Had a hard time expressing this question in a sentence. Here is the situation:
I'm trying to spawn off a set of goroutines to recurse over directories and find matching files. Then I collect those files and continue on to process them. However, the catch is that I don't know how many files each routine will find, so I'm having a hard time figuring out how to get the main thread to exit once all the routines are done
I could just make the channel buffer crazy big but that's not a good solution, this tool doesn't need to be 100% robust but good enough where it's not breaking all the time.

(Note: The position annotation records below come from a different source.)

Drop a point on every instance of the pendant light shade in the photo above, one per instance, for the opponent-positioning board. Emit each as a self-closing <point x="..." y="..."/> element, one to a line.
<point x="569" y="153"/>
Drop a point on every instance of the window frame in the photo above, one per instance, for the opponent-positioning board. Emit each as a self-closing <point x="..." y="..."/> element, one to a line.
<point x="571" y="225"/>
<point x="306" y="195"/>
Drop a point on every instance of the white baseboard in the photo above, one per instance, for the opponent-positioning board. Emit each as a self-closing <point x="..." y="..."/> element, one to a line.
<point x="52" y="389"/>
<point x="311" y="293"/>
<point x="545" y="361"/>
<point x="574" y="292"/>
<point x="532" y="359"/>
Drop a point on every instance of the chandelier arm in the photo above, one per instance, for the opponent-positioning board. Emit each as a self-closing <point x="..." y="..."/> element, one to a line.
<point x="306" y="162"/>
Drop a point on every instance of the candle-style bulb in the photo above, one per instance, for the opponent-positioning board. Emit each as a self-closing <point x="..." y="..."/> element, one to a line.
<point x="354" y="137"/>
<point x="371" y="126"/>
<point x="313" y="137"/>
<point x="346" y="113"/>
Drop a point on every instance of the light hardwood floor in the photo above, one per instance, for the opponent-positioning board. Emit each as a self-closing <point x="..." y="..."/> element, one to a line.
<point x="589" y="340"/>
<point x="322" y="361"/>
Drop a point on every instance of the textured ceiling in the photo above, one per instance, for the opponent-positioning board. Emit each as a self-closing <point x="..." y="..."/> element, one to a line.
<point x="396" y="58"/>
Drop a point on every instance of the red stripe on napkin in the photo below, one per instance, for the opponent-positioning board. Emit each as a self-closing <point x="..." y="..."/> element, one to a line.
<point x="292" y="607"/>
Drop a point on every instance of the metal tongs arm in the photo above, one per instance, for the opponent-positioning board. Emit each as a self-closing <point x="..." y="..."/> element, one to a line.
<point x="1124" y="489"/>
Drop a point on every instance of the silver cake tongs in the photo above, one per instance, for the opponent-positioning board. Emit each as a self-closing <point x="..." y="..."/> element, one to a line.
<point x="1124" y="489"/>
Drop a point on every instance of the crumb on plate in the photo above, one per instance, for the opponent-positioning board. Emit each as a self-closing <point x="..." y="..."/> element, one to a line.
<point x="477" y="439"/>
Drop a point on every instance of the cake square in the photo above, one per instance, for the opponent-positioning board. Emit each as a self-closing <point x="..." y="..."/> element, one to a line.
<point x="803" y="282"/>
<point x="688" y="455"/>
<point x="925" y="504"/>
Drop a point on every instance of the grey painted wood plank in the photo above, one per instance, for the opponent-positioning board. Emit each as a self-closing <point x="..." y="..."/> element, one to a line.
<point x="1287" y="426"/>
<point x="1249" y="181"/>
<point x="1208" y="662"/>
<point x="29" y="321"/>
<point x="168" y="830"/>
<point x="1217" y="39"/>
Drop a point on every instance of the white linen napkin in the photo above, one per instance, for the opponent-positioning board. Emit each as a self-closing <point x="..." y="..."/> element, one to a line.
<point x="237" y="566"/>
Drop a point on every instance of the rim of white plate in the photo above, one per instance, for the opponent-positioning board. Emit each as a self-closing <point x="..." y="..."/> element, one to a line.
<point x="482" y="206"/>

Plus there's a chance it could turn up a lot of files
// start a routine to traverse each directory
fpchan := make(chan string, 100)
for _, dir := range numDirs {
fmt.Printf("Searching for file in %s\n", dir)
go findLogs(searchString, dir, fpchan)
}
// collect filepaths from channel
files := make([]string, 0, maxLogs)
for file := range fpchan { // I'LL GET STUCK WHEN EVERYTHING COMPLETES, NOTHING TO RECEIVE
if len(files) <= cap(files) {
files.append(file)
} else {
fmt.Println("Reached max logfile count of %d\n", maxLogs)
}
}
A waitgroup doesn't really work because the channel could fill up and the routines would be stuck (since I don't know how many results there will be ahead of time)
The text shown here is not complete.